Alors que l'entreprise avait mis en avant son expertise en cybersécurité, le secrétaire au Commerce, Howard Lutnick, a pris cette décision après avoir découvert qu'une autre société avait réussi à contourner les protections mises en place pour ces modèles, capables d'exploiter des failles de cybersécurité avec une efficacité redoutable, rapportent nos confrères d'Axios. "Nous contestions le fait qu'une simple découverte justifie le retrait d'un modèle déjà déployé," a déclaré un porte-parole d'Anthropic.
La réaction du secteur ne s'est pas fait attendre.
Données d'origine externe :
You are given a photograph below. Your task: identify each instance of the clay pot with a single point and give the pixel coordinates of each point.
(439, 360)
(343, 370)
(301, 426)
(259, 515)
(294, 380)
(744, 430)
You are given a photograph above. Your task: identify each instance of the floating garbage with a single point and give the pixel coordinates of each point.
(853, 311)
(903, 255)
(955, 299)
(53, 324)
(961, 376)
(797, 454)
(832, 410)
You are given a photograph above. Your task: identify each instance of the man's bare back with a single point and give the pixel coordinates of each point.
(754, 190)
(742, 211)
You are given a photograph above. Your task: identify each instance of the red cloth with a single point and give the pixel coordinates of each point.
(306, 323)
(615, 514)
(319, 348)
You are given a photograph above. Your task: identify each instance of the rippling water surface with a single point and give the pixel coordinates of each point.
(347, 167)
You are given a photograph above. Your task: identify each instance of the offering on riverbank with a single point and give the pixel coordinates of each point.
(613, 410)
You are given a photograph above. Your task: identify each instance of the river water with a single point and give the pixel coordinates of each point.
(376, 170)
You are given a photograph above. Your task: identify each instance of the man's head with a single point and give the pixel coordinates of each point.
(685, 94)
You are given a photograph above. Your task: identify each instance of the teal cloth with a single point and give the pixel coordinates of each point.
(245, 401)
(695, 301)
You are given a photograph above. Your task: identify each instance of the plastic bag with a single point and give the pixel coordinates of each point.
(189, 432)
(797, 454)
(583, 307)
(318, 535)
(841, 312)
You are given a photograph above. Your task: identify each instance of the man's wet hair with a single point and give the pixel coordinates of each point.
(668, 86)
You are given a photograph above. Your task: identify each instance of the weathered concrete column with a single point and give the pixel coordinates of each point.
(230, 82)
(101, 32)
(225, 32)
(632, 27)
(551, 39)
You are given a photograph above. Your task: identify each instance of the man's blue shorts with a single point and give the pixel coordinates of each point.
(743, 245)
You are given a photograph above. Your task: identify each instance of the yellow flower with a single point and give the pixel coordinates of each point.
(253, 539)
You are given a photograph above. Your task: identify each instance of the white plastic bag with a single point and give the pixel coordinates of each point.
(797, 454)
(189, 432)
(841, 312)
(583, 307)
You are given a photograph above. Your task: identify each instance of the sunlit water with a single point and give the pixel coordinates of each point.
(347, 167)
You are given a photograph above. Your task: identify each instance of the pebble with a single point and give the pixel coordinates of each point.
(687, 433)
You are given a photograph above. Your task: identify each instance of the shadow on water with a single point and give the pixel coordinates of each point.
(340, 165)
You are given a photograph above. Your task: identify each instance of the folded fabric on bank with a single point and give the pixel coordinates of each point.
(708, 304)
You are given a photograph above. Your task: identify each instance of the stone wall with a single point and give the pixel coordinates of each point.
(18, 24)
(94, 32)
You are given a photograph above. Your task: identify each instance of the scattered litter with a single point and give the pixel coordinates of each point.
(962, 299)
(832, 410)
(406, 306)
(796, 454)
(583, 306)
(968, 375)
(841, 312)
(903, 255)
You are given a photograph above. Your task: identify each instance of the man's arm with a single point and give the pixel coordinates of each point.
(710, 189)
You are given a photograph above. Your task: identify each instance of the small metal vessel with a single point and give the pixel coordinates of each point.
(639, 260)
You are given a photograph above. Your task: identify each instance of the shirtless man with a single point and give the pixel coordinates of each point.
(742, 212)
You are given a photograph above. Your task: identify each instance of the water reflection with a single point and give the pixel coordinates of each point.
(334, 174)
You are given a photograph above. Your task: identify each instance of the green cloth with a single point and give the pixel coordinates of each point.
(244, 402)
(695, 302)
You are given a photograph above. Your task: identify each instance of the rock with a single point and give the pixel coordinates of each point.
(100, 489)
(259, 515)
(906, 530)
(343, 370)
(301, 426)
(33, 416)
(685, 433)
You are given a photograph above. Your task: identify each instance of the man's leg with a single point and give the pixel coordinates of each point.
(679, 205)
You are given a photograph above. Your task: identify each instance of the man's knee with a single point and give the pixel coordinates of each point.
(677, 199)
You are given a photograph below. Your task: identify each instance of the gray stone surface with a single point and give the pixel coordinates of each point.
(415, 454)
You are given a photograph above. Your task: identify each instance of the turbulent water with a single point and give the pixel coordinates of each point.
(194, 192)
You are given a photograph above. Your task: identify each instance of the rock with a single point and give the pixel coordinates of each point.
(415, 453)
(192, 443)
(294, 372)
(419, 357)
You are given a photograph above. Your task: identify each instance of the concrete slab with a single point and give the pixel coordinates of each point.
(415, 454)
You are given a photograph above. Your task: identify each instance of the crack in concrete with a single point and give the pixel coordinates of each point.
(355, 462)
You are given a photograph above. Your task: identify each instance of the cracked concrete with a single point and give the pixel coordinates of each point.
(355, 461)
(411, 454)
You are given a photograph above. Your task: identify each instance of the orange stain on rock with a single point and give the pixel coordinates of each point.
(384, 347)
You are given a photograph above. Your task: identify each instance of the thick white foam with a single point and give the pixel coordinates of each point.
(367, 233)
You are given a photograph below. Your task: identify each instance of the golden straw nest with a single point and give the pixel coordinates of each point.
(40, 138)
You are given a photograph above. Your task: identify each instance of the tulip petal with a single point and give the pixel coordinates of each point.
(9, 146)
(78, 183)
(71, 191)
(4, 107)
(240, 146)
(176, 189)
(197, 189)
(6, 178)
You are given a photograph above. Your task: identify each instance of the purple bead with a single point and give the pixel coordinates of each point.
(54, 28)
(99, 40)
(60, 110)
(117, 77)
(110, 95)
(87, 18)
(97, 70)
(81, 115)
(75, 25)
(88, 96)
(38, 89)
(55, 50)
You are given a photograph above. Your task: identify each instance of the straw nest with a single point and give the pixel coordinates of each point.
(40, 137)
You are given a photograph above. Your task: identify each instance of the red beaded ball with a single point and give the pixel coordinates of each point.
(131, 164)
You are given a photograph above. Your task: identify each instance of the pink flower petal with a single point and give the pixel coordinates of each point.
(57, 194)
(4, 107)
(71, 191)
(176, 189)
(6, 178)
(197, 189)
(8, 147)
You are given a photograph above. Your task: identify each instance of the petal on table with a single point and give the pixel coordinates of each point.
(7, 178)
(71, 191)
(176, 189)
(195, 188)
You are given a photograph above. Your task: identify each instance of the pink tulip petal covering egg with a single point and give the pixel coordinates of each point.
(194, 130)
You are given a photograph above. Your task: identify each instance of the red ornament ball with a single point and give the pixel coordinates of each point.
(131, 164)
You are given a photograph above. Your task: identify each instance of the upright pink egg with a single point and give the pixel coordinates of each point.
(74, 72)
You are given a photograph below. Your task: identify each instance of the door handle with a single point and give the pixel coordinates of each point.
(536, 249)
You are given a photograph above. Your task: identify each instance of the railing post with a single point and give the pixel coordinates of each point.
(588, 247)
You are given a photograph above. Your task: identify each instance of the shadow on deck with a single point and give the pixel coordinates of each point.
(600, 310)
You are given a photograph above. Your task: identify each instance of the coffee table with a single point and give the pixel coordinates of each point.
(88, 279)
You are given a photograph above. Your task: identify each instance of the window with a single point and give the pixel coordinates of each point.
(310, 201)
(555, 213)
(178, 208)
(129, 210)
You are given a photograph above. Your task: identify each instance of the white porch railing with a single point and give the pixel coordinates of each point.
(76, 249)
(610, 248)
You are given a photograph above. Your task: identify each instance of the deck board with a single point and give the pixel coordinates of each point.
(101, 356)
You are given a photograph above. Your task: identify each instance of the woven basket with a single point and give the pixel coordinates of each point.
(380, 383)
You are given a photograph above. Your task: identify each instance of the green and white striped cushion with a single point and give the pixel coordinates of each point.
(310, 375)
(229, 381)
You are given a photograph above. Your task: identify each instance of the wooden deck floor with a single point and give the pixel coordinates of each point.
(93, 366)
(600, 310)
Dean Ball, ancien conseiller de la Maison-Blanche sur les questions d'IA, a exprimé son incompréhension face à cette directive, la qualifiant de "grotesque". De son côté, Vilas Dhar, président d'une fondation dédiée à l'IA, a regretté que les préoccupations de sécurité aient pris le pas sur l'accès aux technologies émergentes.
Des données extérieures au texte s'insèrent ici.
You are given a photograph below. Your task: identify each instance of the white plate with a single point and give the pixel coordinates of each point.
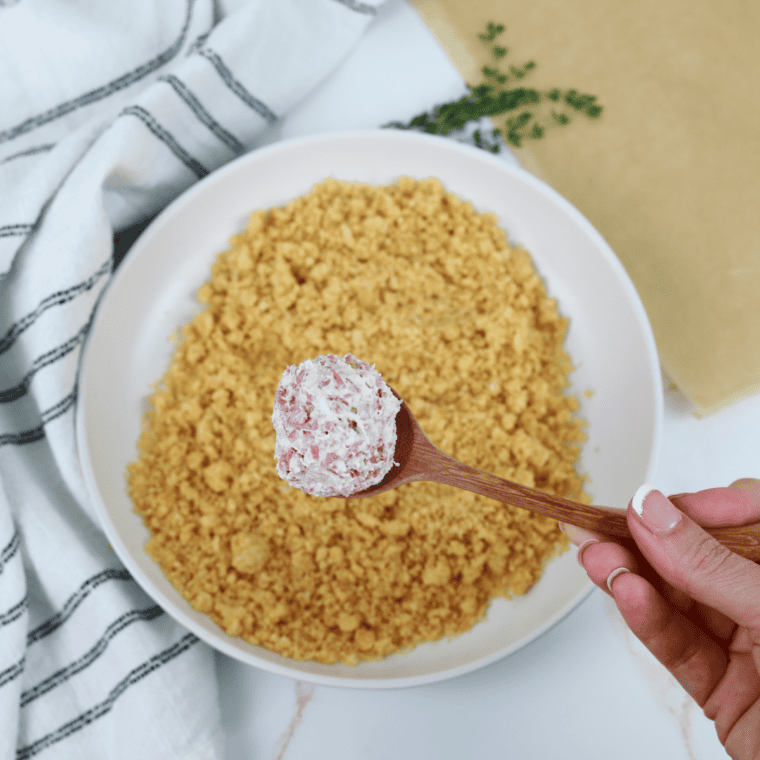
(153, 293)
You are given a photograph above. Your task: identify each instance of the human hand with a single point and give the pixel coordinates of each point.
(693, 603)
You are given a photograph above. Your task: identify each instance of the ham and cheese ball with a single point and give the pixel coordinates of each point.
(335, 420)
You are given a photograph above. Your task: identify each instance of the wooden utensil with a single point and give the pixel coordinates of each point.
(419, 459)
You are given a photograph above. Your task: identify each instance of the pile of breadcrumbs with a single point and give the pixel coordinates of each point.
(411, 279)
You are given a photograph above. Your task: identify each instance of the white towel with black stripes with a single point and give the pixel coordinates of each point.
(108, 111)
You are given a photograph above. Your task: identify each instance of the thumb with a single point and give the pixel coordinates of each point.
(691, 560)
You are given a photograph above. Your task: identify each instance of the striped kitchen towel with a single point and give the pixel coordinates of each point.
(108, 111)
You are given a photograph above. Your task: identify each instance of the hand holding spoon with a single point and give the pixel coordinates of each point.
(419, 459)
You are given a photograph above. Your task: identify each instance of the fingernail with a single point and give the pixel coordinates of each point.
(582, 548)
(655, 511)
(614, 574)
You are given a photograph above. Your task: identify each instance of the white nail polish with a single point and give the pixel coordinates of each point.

Face à cette situation délicate, Anthropic se retrouve dans une position précaire, d'autant plus que la course à l'IA est marquée par des rivalités internationales croissantes, notamment avec OpenAI, Google et la firme chinoise DeepSeek. L'entreprise a fait savoir qu'elle espérait rétablir l'accès à ses modèles dès que possible tout en continuant à fonctionner avec ses autres produits.
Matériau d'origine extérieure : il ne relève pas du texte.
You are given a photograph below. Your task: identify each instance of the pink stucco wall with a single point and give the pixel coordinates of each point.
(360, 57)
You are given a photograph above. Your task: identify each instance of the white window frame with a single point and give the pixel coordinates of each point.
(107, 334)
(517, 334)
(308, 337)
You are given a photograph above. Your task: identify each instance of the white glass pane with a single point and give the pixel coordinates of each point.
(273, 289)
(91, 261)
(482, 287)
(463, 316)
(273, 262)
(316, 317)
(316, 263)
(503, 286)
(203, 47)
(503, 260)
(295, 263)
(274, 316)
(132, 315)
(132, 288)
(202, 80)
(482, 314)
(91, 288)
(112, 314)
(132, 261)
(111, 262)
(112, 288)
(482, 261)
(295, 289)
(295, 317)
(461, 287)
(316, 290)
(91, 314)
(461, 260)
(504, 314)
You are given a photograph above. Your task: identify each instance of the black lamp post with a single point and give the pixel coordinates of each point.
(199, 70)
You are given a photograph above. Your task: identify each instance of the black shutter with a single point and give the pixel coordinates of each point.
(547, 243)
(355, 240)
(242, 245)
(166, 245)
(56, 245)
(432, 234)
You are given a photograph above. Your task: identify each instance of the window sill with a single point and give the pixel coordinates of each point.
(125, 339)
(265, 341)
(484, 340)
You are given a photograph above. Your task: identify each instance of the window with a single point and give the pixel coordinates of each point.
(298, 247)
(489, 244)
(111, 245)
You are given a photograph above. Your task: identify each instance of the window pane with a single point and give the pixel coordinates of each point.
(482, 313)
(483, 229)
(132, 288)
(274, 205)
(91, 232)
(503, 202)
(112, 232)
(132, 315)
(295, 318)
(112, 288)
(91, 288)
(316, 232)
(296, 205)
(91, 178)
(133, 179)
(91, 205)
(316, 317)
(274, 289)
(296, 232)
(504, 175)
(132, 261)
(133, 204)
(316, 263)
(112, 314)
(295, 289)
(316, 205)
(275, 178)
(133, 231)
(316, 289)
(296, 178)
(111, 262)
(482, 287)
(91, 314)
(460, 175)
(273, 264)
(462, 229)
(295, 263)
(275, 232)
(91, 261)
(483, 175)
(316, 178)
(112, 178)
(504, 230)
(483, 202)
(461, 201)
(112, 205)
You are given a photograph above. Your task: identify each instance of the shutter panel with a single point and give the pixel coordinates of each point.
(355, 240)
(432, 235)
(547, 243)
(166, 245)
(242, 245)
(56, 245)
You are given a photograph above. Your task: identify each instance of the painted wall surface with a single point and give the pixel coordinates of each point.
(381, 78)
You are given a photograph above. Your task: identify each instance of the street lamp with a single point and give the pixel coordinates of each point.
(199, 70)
Vers une régulation plus stricte ?
Les appels à une réglementation plus rigoureuse des IA ne sont pas nouveaux. Dans un essai publié récemment, Dario Amodei, le directeur d'Anthropic, a proposé un cadre d'audit obligatoire pour les modèles les plus puissants, inspiré des méthodes de régulation utilisées dans l'aviation civile. Cependant, il a été clair sur le besoin de transparence dans ces processus. L'actuelle directive a été rejetée par l'entreprise, qui note qu'une telle mesure nécessite des fondements clairs et basés sur des faits techniques.
Anthropic, qui avait été accusée par le Pentagone d'être un "risque pour la chaîne d'approvisionnement", continue de se battre pour préserver son image tout en se préparant à une introduction en Bourse dans un marché très compétitif, valorisé à près d'un trillion de dollars.